Today’s Tory party, supposedly the party of family and home, have taken just about every action possible to reduce the status of the traditional family composed of a married mother and father and children. The family which not only stays together but holds society together.

But Chancellor of the Exchequer Philip Hammond has a cunning plan to make up for that and make marriage more attractive. He wants to make it possible to get married outdoors.

That should make up for obliterating the status of marriage with civil partnerships and same-sex marriage. Don’t worry about losing tax breaks, Spreadsheet Phil reckons that if the cost of a wedding can be reduced by having it outdoors without the necessity of hiring a venue, more couples will get married.

In Scotland it has always been possible to marry anywhere as long as the minister and landowner/landlord agreed.
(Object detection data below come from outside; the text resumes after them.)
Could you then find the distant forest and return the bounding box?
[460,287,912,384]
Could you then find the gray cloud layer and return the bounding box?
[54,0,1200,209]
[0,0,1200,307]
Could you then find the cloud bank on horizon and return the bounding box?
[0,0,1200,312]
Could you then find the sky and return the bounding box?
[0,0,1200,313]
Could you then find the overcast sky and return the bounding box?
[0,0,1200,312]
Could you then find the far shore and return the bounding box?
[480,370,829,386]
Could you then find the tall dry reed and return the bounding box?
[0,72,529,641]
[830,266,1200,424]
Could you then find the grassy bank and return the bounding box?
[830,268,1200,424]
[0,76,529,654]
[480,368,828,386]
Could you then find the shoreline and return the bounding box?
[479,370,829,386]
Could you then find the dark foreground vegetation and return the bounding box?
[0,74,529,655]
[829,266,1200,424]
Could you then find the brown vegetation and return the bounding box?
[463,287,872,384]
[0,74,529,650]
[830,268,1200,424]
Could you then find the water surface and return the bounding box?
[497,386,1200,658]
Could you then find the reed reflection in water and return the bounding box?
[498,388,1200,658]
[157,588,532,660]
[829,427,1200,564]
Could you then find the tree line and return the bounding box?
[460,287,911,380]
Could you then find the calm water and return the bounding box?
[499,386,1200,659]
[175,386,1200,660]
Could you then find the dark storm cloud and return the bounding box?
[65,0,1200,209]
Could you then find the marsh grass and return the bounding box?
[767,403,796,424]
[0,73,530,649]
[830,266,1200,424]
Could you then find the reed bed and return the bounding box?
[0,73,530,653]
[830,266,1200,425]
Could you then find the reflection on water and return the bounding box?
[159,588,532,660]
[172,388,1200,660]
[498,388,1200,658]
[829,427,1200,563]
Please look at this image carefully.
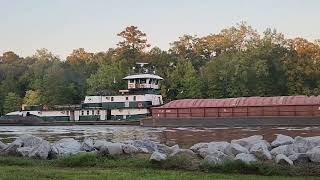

This has been for ecclesiastical and traditional reasons and hasn’t made the institution of marriage any more attractive.

The average wedding in the UK costs £30,355, according to Bridebook’s National Wedding Survey 2018.

It is possible to cut costs, but even when we exclude items such as videographers and entertainment for the reception, the average spend on what many would consider a bare bones UK wedding is still £17,913.

Is the option of having a wedding in a tent – no one wants to bank on sunshine in a British summer – going to make marriage a better bet than just shacking up and avoiding the cost altogether?

Philip Hammond is Chancellor of the Exchequer, and one would hope he is a master of economics and juggling budgets. He shows, however, that like the rest of his party he is seriously out of touch with how ordinary people live.

How typical of the Tories. When do they try to promote marriage they get it wrong – they just trivialise it.